Government Considers Remote Work for Public Sector as No Evaluations Conducted Since Pandemic
The Portuguese government is studying a proposal to introduce remote work for civil servants, the first formal evaluation of public sector performance since the pandemic began, as unions warn of declining morale and productivity amid stalled career progression and outdated assessment systems.
The Silent Stagnation: Why Portugal’s Civil Service Hasn’t Been Evaluated Since 2020
For over four years, Portugal’s 600,000-strong public workforce has operated without formal performance evaluations—a vacuum created when emergency pandemic measures suspended all assessment cycles in March 2020, and no government since has reinstated them. This administrative freeze, initially justified by health crises, has become institutionalized, leaving promotions, salary adjustments, and disciplinary actions frozen in time.

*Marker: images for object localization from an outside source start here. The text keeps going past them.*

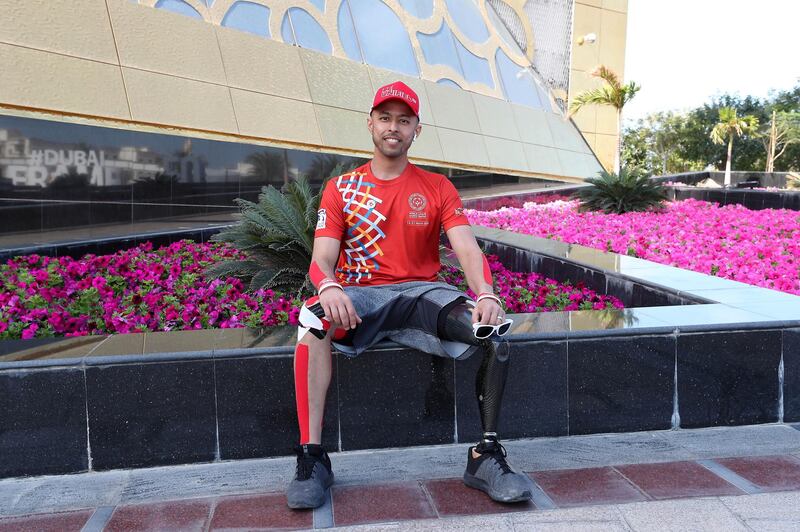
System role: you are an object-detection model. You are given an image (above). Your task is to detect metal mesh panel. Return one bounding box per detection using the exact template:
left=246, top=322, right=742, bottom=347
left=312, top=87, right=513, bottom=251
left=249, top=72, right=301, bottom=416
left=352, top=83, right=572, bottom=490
left=520, top=0, right=573, bottom=109
left=488, top=0, right=528, bottom=52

The current study, led by the Ministry of Public Administration, explores telework not as a productivity tool but as a potential workaround to bypass the broken evaluation system entirely—offering flexibility without accountability.

This isn’t merely about working from home. It’s about a systemic failure to measure outcomes in a sector that manages €45 billion annually in public spending, oversees national healthcare, education, and justice systems, and employs nearly 12% of the country’s workforce. Without evaluations, there is no data to identify underperforming departments, no mechanism to reward innovation, and no basis for targeted training—creating a silent crisis of institutional drift.
Geo-Local Impact: How Lisbon and Porto Are Feeling the Strain
In Lisbon, where 35% of civil servants are concentrated in central ministries, the lack of evaluations has exacerbated bottlenecks in licensing, and permitting. Municipal offices report average processing times for construction permits have increased by 22% since 2021, according to Lisbon City Council data, delaying housing projects and small business openings. In Porto, the regional health administration’s inability to assess staff performance has correlated with a 15% rise in patient wait times for specialist appointments over the same period, per ARS Norte reports.

These delays aren’t abstract—they translate to real-world consequences: entrepreneurs waiting months to open cafes in Baixa, families delaying home renovations due to stalled building permits, and patients enduring prolonged pain given that specialist referrals sit unprocessed. The absence of performance metrics means managers cannot identify whether delays stem from workload, inefficiency, or disengagement—only that the system is slowing.
“We’re not refusing to work—we’re working blind. Without evaluations, we have no way to know if our efforts are valued, if we’re improving, or if we’re falling behind. Telework might offer flexibility, but it won’t fix the silence at the heart of our civil service.”
— Isabel Ferreira, President of Sindicato dos Trabalhadores da Administração Pública (STAP), Lisbon, speaking at a public forum on April 10, 2026.
The Macro-Economic Cost of Institutional Inertia
Portugal’s public sector productivity growth has averaged just 0.3% annually since 2020—less than half the OECD average of 0.8%—according to OECD data. Economists at Banco de Portugal estimate that restoring effective performance management could boost public sector output by up to 4%, equivalent to adding €1.8 billion annually to national GDP through faster service delivery, reduced administrative waste, and better resource allocation.

Conversely, maintaining the status quo risks entrenching a two-tier system: those who can navigate bureaucratic opacity to advance through seniority or connections, and those who leave for the private sector—where 40% of young civil servants under 35 now report considering a career shift, per a 2025 survey by Ordem dos Psicólogos Portugueses. This brain drain threatens long-term institutional capacity, especially in technical roles like data analysis, urban planning, and environmental regulation.
Directory Bridge: Who Can Help Fix This?
Restoring trust and effectiveness in Portugal’s civil service requires more than policy tweaks—it demands expert intervention. Municipalities struggling with permitting delays need urban planning consultants to redesign workflows and integrate digital tracking tools. Health administrations facing rising wait times should consult hospital operations specialists to implement performance-based staffing models. And unions and government negotiators alike will benefit from labor law attorneys specializing in public sector reform to draft evaluation frameworks that balance accountability with fairness—ensuring remote work becomes a tool for empowerment, not an escape from accountability.
The real danger isn’t that civil servants might work from home. It’s that Portugal has forgotten how to ask whether its public servants are succeeding—and in that silence, the quality of governance erodes, one unmeasured task at a time.